Ganim Formally Enters 2023 Reelection, Poises Budget Holding Line On Taxes For Submission To City Council

Ganim seeks another four-year term.

Mayor Joe Ganim has officially filed the paperwork to seek another four-year term as chief executive of Connecticut’s largest city in advance of the 2023 reelection.

Ganim is putting the finishing touches on the budget he will submit by early next week to the City Council absent tax increase while advancing additional tax breaks for senior citizens for the fiscal year starting July 1.
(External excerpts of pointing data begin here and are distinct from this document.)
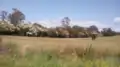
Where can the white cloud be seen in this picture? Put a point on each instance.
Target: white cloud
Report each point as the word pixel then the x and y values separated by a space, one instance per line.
pixel 84 23
pixel 54 23
pixel 117 20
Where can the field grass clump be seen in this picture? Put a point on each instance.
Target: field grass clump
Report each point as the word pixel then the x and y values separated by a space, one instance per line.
pixel 49 58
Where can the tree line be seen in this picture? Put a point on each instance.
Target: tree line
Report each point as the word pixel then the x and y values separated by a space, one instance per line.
pixel 17 16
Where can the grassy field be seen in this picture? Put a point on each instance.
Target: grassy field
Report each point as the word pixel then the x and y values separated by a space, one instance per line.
pixel 62 52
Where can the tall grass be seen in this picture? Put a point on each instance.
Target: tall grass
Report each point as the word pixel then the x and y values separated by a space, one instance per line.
pixel 51 59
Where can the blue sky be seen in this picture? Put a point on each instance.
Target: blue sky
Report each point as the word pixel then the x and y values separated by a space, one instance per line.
pixel 103 13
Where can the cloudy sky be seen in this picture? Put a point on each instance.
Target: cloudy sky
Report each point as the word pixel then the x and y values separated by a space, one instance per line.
pixel 102 13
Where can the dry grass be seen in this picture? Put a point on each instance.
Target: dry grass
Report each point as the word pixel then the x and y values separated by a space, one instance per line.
pixel 103 45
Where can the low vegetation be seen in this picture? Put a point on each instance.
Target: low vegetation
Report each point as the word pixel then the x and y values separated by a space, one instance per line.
pixel 69 57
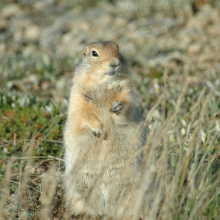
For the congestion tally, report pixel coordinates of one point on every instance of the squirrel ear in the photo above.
(84, 51)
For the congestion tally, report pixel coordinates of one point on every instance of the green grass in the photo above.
(191, 140)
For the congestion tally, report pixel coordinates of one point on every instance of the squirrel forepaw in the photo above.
(116, 107)
(97, 131)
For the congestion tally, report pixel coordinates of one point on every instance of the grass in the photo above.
(183, 145)
(184, 128)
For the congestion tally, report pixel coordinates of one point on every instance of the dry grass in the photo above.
(180, 158)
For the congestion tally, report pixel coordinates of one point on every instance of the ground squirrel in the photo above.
(101, 134)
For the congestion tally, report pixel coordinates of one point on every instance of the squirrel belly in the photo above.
(101, 135)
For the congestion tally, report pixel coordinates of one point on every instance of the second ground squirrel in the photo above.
(101, 134)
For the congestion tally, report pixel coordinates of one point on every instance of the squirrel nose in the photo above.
(114, 63)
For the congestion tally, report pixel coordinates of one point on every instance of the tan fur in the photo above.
(99, 142)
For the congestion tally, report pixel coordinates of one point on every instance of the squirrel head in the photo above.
(103, 59)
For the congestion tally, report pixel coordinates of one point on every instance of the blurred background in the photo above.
(41, 42)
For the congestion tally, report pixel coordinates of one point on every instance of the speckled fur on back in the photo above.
(101, 134)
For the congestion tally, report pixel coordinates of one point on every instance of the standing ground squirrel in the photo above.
(101, 134)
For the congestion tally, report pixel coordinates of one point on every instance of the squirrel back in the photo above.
(101, 132)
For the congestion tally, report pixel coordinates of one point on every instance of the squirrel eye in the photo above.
(94, 53)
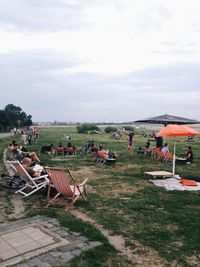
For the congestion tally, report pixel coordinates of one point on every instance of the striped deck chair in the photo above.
(32, 184)
(98, 158)
(60, 180)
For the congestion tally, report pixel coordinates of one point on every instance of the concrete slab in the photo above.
(39, 241)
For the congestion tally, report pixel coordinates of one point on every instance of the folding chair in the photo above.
(60, 180)
(32, 184)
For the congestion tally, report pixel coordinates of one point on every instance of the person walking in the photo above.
(130, 141)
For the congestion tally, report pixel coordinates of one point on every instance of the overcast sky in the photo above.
(100, 60)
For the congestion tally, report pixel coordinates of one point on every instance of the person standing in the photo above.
(130, 141)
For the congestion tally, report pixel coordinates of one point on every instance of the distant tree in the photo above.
(13, 116)
(110, 129)
(85, 127)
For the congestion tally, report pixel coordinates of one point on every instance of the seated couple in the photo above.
(16, 152)
(69, 150)
(33, 171)
(147, 150)
(189, 154)
(106, 154)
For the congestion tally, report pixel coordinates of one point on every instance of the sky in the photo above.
(100, 60)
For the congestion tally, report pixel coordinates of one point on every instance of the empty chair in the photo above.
(60, 180)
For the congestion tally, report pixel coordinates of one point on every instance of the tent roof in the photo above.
(168, 119)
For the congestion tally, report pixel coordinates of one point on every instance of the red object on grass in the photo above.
(173, 130)
(188, 182)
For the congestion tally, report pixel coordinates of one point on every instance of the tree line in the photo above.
(13, 117)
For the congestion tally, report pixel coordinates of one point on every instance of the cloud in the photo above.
(40, 83)
(42, 16)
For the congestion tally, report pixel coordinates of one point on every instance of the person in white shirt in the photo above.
(165, 149)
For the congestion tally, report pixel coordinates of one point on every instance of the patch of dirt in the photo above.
(139, 255)
(19, 207)
(124, 167)
(193, 260)
(85, 172)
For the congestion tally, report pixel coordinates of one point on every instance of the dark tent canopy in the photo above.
(168, 119)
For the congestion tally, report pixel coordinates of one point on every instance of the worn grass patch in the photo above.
(122, 200)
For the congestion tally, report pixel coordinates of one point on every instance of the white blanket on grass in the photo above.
(174, 184)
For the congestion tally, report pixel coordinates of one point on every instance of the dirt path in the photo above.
(139, 255)
(18, 207)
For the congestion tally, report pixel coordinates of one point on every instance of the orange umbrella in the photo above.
(173, 130)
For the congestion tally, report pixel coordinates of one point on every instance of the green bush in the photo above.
(110, 129)
(85, 127)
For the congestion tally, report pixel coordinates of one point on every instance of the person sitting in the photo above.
(189, 155)
(26, 163)
(69, 150)
(106, 154)
(59, 149)
(19, 152)
(159, 141)
(165, 149)
(148, 149)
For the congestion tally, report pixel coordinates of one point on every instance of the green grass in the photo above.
(124, 201)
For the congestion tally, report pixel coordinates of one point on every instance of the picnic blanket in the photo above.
(171, 184)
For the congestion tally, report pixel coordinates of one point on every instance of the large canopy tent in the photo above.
(168, 119)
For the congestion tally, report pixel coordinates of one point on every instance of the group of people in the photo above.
(29, 136)
(68, 150)
(16, 152)
(104, 153)
(28, 159)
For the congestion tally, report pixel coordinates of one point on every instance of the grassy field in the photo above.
(152, 221)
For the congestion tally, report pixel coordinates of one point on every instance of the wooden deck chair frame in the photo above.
(98, 158)
(33, 184)
(59, 179)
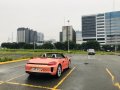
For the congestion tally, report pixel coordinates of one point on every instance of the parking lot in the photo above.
(93, 72)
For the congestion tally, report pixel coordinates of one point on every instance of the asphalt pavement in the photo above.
(93, 72)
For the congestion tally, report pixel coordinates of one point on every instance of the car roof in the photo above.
(53, 53)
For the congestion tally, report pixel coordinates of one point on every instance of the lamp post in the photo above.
(68, 33)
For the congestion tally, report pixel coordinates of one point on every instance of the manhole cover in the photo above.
(86, 63)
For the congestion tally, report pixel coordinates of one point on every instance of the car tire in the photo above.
(59, 71)
(69, 65)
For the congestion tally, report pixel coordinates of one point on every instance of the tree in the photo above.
(47, 46)
(91, 45)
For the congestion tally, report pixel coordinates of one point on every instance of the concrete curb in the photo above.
(14, 61)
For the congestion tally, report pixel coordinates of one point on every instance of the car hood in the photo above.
(42, 60)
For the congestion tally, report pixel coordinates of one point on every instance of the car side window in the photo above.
(60, 56)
With the paperwork filed Ganim will work in earnest to build a campaign treasury via an upcoming fundraiser. Ganim’s donor base has received a much-needed breather after his failed 2018 run governor and 2019 mayoral reelection in which he survived a primary scare from State Senator Marilyn Moore who will likely breeze through reelection this year with an eye on another mayoral run.

State Senator Marilyn Moore lurking?

If Moore gets in, they could have company in State Rep. Charlie Stallworth and retired Superior Court Judge Carmen Lopez who would no doubt become a compelling candidate given her activism, background and nose for reform. There’s a long way to the dance but the puzzle pieces must align to take out a well-financed incumbent.

What about Carmen Lopez?

Ganim’s in better shape today than four years ago following a befuddling run for governor he needed to get out of his system after his star ascended in the 1990s thwarted by his 2003 conviction on federal corruption charges. He made a remarkable comeback to the mayoralty in 2015 defeating incumbent Bill Finch in a primary.

Stallworth, Ganim event
State Rep. Charlie Stallworth may challenge Ganim.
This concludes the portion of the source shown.